Berbeda dengan kredit ke perbankan yang dianggap berbelit-belit. Seperti menyediakan surat ijin usaha, kartu keluarga, dan syarat administrasi lainnya. Padahal hanya sepelemparan batu dari dermaga berdiri sebuah kantor unit Bank Rakyat Indonesia (BRI) yang buka saban hari. “Saya tak pernah ke bank, urusannya jadi ribet,” ucapnya.
Pemilik kapal, katanya, memiliki bagian separuh dari hasil tangkapan. Sementara selebihnya dibagi rata dengan seluruh anak buah kapal. Jika musim ikan, Slamet pernah mendapat penghasilan sekitar Rp 30 juta sekali melaut. Sedangkan saat musim paceklik mereka harus gigit jari tak ada pemasukan sama sekali.
Contohnya sekarang, kala musim paceklik. Sebagian nelayan beralih bekerja sebagai ojek, kuli bangunan, dan buruh tani untuk memenuhi kebutuhan hidup. Sedangkan nelayan asal luar Malang seperti Makassar, Balikpapan, Probolinggo, dan Madura memilih pulang ke kampung halamanannya. Sekitar 40 persen nelayan merupakan warga pendatang.
Saat Tempo singgah ke sana, ratusan kapal nelayan bersandar di dermaga. Tak banyak aktivitas nelayan yang melaut mencari ikan tuna. Tempat Pelelangan Ikan (TPI) Pondok Dadap tampak sepi. Sejumlah pekerja duduk tercenung. Mereka bercengkerama atau sekedar bermain telepon pintar untuk menhilangkan kebosanan.
Sejak pagi, tak banyak transaksi jual beli ikan tuna. Hanya sekitar tiga kapal yang bongkar muat barang dan melelang ikan hasil tangkapannya.
Umar Hasan, salah seorang pengambek mengatakan tak banyak ikan yang dihasilkan hari ini. Hanya nelayan pemberani, katanya, yang nekat melaut mencari ikan. Dari total 1000 kapal nelayan, hanya 10 persen yang melaut. Selebihnya tetap berdiam diri di Sendang Biru. “Cuma dapat empat ton ikan tuna,” katanya.

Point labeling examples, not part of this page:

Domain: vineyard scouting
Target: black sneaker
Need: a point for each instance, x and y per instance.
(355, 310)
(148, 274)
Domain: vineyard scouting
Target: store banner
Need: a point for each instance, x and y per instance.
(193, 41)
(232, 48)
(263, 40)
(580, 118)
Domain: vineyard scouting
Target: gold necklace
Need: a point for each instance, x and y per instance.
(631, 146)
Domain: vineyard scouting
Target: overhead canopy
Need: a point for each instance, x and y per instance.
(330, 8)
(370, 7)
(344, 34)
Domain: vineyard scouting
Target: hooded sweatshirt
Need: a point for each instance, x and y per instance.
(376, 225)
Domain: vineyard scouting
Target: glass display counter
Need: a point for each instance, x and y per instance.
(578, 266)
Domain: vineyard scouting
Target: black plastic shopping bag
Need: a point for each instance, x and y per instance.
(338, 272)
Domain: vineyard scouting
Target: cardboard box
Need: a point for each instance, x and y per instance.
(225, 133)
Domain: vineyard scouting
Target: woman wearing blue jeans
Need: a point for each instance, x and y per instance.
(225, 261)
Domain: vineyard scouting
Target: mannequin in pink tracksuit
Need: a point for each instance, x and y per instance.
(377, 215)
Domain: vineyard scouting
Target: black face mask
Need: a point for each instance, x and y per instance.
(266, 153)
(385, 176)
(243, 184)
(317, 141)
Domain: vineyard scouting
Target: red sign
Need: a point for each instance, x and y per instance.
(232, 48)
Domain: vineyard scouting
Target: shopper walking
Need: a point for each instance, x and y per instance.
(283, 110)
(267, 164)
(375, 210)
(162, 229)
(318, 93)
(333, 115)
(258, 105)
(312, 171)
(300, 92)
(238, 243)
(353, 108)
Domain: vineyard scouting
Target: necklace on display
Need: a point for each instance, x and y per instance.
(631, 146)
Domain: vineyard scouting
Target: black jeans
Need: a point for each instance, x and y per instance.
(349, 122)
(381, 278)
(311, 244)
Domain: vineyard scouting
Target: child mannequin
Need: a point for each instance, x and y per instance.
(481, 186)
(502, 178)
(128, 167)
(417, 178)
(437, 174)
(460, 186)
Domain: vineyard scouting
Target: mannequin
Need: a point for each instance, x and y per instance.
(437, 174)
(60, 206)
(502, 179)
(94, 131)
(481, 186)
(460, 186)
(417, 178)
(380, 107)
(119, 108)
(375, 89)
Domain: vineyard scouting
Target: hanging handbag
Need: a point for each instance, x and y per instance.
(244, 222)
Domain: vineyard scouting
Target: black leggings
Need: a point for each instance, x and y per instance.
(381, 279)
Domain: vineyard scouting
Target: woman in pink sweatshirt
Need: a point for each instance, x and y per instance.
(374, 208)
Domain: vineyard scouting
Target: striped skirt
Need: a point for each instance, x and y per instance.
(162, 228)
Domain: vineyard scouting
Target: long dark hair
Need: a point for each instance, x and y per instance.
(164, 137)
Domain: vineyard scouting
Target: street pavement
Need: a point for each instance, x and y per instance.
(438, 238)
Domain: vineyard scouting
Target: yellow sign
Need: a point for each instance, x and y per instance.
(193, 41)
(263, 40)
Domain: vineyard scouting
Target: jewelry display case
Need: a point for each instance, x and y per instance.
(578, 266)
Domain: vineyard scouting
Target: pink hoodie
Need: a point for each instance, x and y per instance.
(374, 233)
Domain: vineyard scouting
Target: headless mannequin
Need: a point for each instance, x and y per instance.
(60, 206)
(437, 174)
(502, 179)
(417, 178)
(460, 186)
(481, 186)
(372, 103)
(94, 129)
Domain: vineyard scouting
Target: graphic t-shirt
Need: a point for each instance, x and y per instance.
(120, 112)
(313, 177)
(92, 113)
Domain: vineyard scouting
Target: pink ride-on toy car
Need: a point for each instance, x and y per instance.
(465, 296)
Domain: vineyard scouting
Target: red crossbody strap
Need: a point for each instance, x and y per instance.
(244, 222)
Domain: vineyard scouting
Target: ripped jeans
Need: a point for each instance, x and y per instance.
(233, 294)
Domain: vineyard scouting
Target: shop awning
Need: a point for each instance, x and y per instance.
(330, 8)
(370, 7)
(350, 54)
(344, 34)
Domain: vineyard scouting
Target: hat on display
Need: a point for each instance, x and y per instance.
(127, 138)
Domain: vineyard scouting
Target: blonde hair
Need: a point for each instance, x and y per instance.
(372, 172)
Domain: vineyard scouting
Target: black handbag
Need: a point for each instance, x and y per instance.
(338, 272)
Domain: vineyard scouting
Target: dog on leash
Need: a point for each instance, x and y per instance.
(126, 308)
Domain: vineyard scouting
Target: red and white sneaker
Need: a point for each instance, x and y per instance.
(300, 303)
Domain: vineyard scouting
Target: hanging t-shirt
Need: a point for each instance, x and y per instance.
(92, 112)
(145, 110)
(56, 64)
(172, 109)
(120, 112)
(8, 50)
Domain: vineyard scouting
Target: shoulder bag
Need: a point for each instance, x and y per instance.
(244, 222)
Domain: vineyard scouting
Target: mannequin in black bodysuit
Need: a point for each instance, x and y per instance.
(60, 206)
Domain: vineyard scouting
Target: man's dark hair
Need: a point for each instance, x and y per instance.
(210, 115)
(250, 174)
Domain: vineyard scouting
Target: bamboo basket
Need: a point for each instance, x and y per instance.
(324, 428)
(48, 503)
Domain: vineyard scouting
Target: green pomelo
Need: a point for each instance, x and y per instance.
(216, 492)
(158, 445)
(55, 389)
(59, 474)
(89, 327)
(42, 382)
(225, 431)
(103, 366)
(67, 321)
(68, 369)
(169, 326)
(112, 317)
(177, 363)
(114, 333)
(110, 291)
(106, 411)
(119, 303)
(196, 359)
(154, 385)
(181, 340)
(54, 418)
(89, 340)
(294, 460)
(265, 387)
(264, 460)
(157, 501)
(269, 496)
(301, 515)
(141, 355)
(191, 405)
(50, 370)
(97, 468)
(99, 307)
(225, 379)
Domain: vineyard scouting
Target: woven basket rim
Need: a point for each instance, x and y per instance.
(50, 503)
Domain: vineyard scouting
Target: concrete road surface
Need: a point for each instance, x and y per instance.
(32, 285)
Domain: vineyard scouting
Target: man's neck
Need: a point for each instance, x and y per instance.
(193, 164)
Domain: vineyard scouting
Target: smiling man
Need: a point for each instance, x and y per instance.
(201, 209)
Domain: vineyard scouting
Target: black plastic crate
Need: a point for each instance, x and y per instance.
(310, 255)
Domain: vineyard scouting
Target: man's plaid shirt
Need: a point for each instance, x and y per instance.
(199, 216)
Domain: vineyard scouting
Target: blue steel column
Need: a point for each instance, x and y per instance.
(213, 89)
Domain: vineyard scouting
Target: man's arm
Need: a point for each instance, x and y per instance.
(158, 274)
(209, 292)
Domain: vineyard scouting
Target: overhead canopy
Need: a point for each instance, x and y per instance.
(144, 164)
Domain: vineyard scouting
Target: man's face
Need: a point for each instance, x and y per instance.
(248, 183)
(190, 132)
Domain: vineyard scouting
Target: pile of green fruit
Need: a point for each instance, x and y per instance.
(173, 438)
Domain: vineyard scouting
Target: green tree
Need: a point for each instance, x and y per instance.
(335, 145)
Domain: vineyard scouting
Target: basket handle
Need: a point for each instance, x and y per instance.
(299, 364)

Tak heran, harga ikan tuna melonjak dari Rp 8 ribu per kilogram jadi Rp 15 ribu. Padahal saat musim ikan, setiap hari tak kurang dari 50 ton sampai 100 ton ikan tuna masuk ke TPI Pondok Dadap.
Umar menjelaskan, nelayan dan pengambek sebenarnya mitra yang saling membutuhkan dalam bisnis ikan tangkap di Sendang Biru. “Tak ada perjanjian, hanya saling kepercayaan,” katanya.
Pinjaman untuk para nelayan, kata dia, tak cuma-cuma. Pengambek mendapat keuntungan lima persen dari hasil penjualan ikan hasil tangkapan. Ikan yang dihasilkan para nelayan juga langsung dibeli pengambek. Setiap musim pengambek memberikan ikatan berupa modal usaha atau biaya operasional. Untuk kapal sekoci sebesar Rp 30-50 juta sedangkan untuk kapal slerek Rp 150-200 juta.
Uang perikatan itu digunakan untuk membeli alat tangkap, membeli es dan solar selama satu musim atau tujuh bulan. Seorang pengambek bisa menangani antara 30-50 kapal. Ikan hasil tangkapan nelayan harus dijual kepada masing-masing pengambek, tak bisa dijual ke pihak lain.
Padahal sekitar 25 persen ikan tuna hasil tangkapan nelayan dipasok ke industri untuk memenuhi kebutuhan ekspor ke Jepang dan Eropa. Terutama untuk ikan tuna segar berdaging merah yang berbobot antara 30-80 kilogram per ekor.